Minimum spanning trees given adjacency matrix of a graph

Consider the graph $$G$$ given by following adjacency matrix $$A=\begin{pmatrix} 0 & 1 & 0 & 0 & 1 \\ 1 & 1 & 1 & 1 & 1 \\ 0 & 1 & 0 &1 &0 \\ 0 &1 &1 &0 & 1\\ 1&1 &0&1&0 \end{pmatrix}$$

Find the number of minimum spanning trees of the graph $$G$$

How do I find the number of minimum spanning trees? I can use Prim algorithm and find a minimum spanning tree but how do I know how many they are?

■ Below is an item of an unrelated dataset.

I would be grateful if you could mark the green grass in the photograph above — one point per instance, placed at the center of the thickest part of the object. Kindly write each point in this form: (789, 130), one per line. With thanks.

I draw the graph $$G$$ given its adjacency matrix:

You can use Kirchhoff's theorem. Let $D$ be the diagonal matrix whose entries are the degrees of the vertices of G. If you delete any row of $A-D$ (the Laplacian matrix) and its corresponding column, then the determinant of the resulting minor is the number of spanning trees for the graph.
We throw away the loop, since spanning trees don't have loops. Also, since all edges have weight 1, a "minimum spanning tree" is just a "spanning tree". A $n$-vertex spanning tree has $n-1$ edges; in this case that's $4$ edges. There are $\binom{7}{4}=35$ subgraphs with $4$ edges (ignoring the loop), which I drew using a script below.
First, remove $e_{12}$, and then compute MST for the other nodes ($k$). Then, you can multiply $k$ by 2, as there is a similar situation for removing $e_{15}$. Finally, suppose $e_{12}$ and $e_{15}$ exist in a MST. Now, compute MST between nodes $\{2, 3,4\}$ ($l$) and $\{3,4,5\}$ ($m$).
Hence, number of MST is $2k + l + m$ which comes from recursive existence of $e_{12}$, $e_{15}$ and both in the MST.